By Jennifer Meeropol, RFC Executive Director
We all know that 2020 was a very difficult year. It featured a raging pandemic fueled by inept leadership, endless police brutality directed at Black and Indigenous people and other people of color, and violent attacks on those protesting these assaults. It also included increasing economic inequality, environmental destruction, and much more, which combined to make many of us look to 2021 for relief.
Instead, I watched in horror (and rage) as right-wing zealots, driven by the alternative reality spewed by many “news” sources, stormed the Capital. The juxtaposition of the passive response to these almost exclusively white rioters compared with the armed response to peaceful Black Lives Matter protestors was painful and infuriating.
I am sure you share my anger at the attack on the Capital and the police response. As the Executive Director of the RFC, it was infuriating to see Capital police officers taking selfies with protestors when our entire community was working to support our beneficiary families, far too many of whom experienced brutal treatment from police for their non-violent actions to create a more just society.
And as the granddaughter of Ethel and Julius Rosenberg, I was personally enraged. Roy Cohen helped engineer my grandparents’ execution and now his mentee, President Trump, inspired an attack on our country without any fear of reprisal. Unfortunately, many of our supporters and beneficiaries have had to live with similar rage for far too long.

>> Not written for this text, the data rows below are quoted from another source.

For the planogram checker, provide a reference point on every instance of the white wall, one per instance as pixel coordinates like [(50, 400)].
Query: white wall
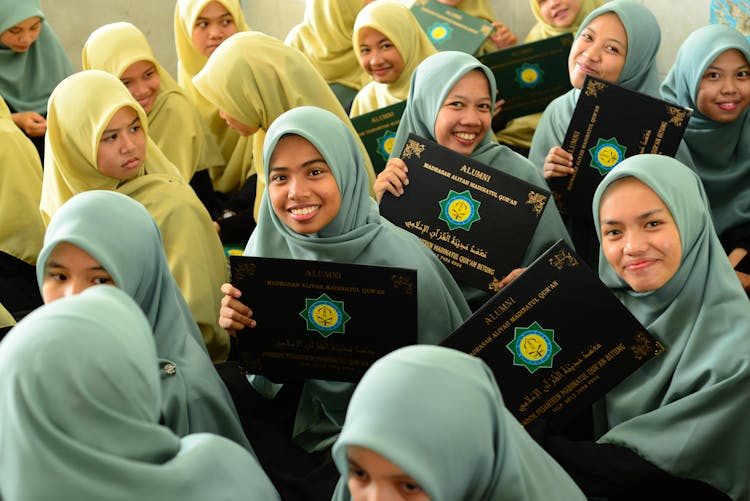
[(74, 20)]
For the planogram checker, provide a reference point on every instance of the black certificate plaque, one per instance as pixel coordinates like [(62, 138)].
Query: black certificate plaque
[(449, 28), (477, 220), (611, 123), (322, 320), (531, 75), (556, 338), (377, 130)]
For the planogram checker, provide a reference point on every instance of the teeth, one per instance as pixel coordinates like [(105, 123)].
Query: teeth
[(305, 210)]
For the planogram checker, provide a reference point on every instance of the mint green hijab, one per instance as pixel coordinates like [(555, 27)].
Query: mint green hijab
[(121, 235), (80, 401), (359, 235), (27, 79), (430, 85), (721, 152), (437, 414), (687, 410)]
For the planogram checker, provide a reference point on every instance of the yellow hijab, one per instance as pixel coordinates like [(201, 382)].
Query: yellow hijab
[(255, 78), (80, 109), (236, 150), (395, 21), (325, 37), (22, 229), (174, 122), (542, 29)]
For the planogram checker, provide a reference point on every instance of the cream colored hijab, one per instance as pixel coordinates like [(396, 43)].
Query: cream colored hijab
[(22, 228), (70, 151), (255, 78), (174, 122), (395, 21), (80, 109), (325, 37), (235, 149)]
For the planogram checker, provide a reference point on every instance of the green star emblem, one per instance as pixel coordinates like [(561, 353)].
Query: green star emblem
[(459, 210), (529, 75), (606, 155), (324, 315), (533, 347), (385, 144)]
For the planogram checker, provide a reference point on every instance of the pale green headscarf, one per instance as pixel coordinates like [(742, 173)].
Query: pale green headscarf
[(437, 414), (721, 152), (430, 85), (121, 235), (80, 400), (27, 79), (358, 235), (687, 410)]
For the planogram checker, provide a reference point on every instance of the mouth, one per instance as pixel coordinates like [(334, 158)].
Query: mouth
[(303, 213), (132, 163)]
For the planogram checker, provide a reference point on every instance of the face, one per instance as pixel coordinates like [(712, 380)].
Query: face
[(559, 13), (143, 81), (374, 478), (599, 51), (19, 38), (724, 91), (70, 270), (122, 147), (242, 128), (303, 191), (379, 57), (639, 236), (212, 26), (466, 114)]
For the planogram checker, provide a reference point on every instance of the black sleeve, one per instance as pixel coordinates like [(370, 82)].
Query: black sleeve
[(617, 473)]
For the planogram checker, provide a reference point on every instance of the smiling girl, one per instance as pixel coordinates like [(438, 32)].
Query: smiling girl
[(711, 75), (455, 110), (390, 44)]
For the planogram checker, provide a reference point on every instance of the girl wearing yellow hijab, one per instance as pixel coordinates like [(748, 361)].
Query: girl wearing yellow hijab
[(122, 50), (200, 26), (254, 78), (21, 226), (325, 37), (96, 140), (554, 17), (389, 44)]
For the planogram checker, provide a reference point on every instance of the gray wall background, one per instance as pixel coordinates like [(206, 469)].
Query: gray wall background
[(74, 20)]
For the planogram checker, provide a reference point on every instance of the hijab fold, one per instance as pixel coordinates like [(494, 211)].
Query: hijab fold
[(686, 411), (357, 235), (80, 400)]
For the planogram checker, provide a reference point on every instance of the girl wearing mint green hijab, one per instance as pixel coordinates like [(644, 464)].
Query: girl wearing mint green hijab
[(677, 427), (346, 227), (453, 108), (711, 75), (617, 42), (437, 416), (32, 63), (80, 400), (121, 237)]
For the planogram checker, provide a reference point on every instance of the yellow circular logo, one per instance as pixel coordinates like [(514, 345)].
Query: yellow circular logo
[(533, 347), (608, 156), (529, 75), (459, 210), (388, 145), (324, 315)]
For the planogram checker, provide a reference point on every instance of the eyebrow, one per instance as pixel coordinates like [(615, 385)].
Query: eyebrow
[(645, 215), (136, 119), (55, 264)]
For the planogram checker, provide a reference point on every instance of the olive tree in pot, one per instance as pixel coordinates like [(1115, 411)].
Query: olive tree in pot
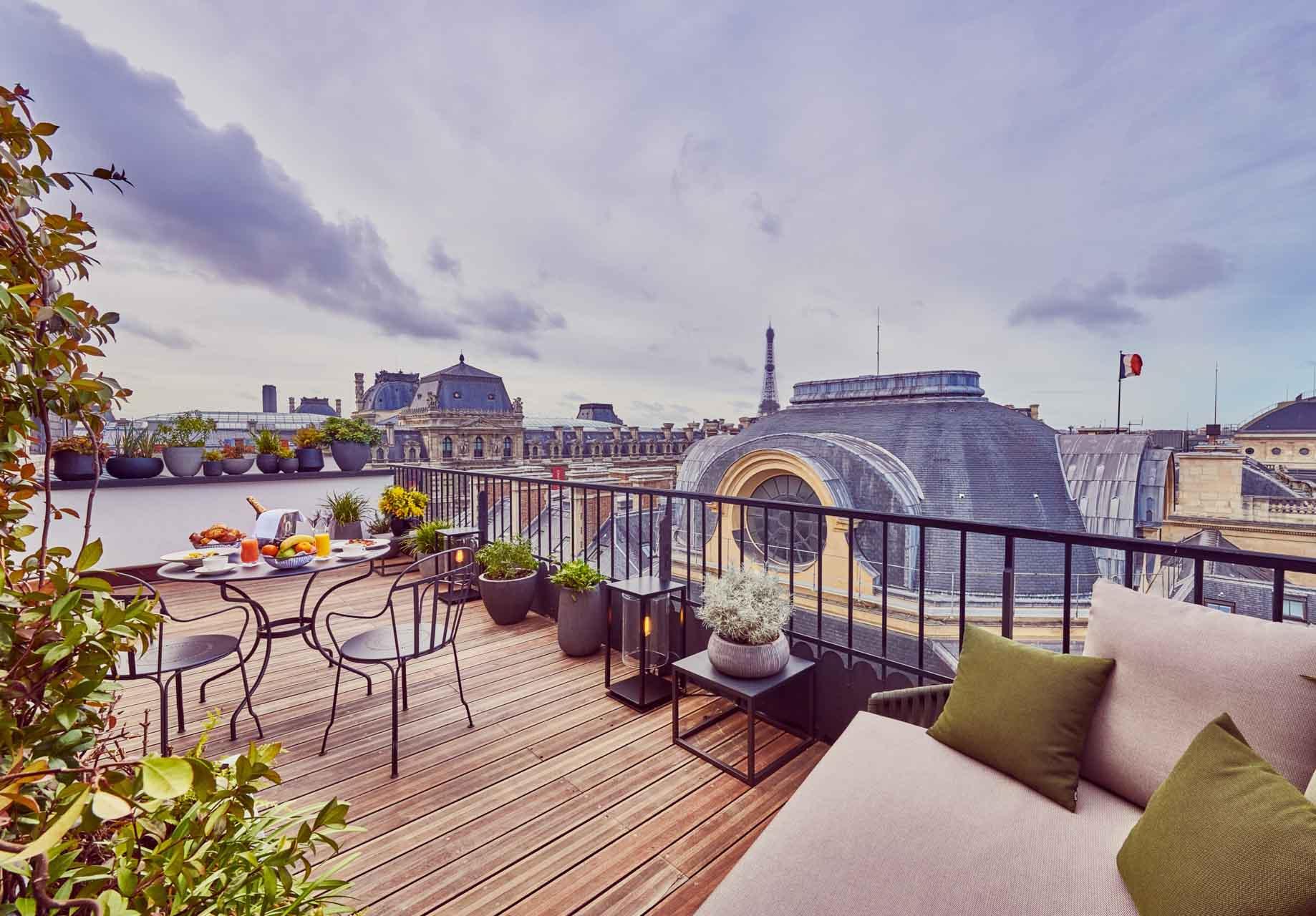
[(350, 442), (745, 610), (185, 442), (582, 608), (508, 580)]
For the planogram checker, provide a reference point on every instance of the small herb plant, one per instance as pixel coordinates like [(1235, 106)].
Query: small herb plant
[(309, 437), (403, 503), (745, 605), (507, 560), (341, 429), (187, 431), (576, 577)]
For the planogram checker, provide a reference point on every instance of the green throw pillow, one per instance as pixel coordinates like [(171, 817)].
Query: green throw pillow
[(1224, 834), (1023, 711)]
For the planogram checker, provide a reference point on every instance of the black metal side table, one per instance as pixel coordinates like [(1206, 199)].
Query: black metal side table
[(644, 690), (745, 694)]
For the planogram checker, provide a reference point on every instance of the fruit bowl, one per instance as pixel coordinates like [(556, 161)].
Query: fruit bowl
[(291, 562)]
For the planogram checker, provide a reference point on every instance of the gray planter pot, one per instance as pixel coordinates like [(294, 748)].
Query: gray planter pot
[(182, 459), (237, 465), (350, 456), (582, 620), (508, 600), (133, 469), (749, 662)]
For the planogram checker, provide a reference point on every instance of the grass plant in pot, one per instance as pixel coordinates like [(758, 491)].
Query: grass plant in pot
[(268, 448), (745, 610), (236, 458), (135, 456), (350, 442), (403, 507), (508, 580), (345, 514), (309, 442), (582, 608), (185, 442), (78, 458)]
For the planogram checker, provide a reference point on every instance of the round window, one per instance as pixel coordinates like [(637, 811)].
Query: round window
[(770, 531)]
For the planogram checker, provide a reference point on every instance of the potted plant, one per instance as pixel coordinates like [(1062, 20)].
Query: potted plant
[(345, 514), (236, 458), (350, 442), (309, 442), (78, 458), (287, 461), (508, 580), (582, 608), (745, 610), (403, 507), (268, 448), (185, 440), (135, 456)]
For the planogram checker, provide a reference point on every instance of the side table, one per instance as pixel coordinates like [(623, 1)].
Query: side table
[(745, 694)]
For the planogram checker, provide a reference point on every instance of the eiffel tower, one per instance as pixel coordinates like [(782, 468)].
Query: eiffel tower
[(768, 399)]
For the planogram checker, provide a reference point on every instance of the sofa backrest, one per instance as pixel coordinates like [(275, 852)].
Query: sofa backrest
[(1178, 666)]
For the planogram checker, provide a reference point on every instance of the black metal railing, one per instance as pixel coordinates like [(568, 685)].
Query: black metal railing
[(890, 591)]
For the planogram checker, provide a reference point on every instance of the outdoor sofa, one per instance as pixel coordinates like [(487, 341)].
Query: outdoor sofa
[(894, 822)]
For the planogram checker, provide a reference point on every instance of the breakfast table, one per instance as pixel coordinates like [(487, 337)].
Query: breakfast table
[(233, 580)]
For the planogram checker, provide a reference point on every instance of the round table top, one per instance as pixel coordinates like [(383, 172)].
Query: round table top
[(262, 570)]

But that same community provided powerful comfort and our Board was able to award a record-breaking amount to beneficiaries this fall. This is our counter-attack. Or, as my father would say, our constructive revenge.
We all should take enormous satisfaction from the unflagging support of our remarkable community, who continued to donate, and in many cases increased their giving, despite rolling markets, wide-spread unemployment and financial hardship. These same donors understood and cheered our decision to pivot to meet our grantees’ needs and make grocery gift cards and other new support possible (see cover article for more details).
As members of our community continue to fight for a more just society, the new year also brings hope for the reconciliation of past injustices. That’s just one of the reasons I’m excited that a new biography of my grandmother, Ethel Rosenberg: An American Tragedy, will be published this June from St. Martin’s Press by New York Times best-selling author Anne Sebba (learn more here).
We, at the RFC, resolve to harness our anger to redouble our efforts to help the children of targeted activists and targeted activist youth in 2021 and beyond. This commitment gives us hope that the pandemic will be brought under control, that more just and sane policies will prevail and that a new administration and the publication of the biography of my grandmother might provide an opening to finally Exonerate Ethel.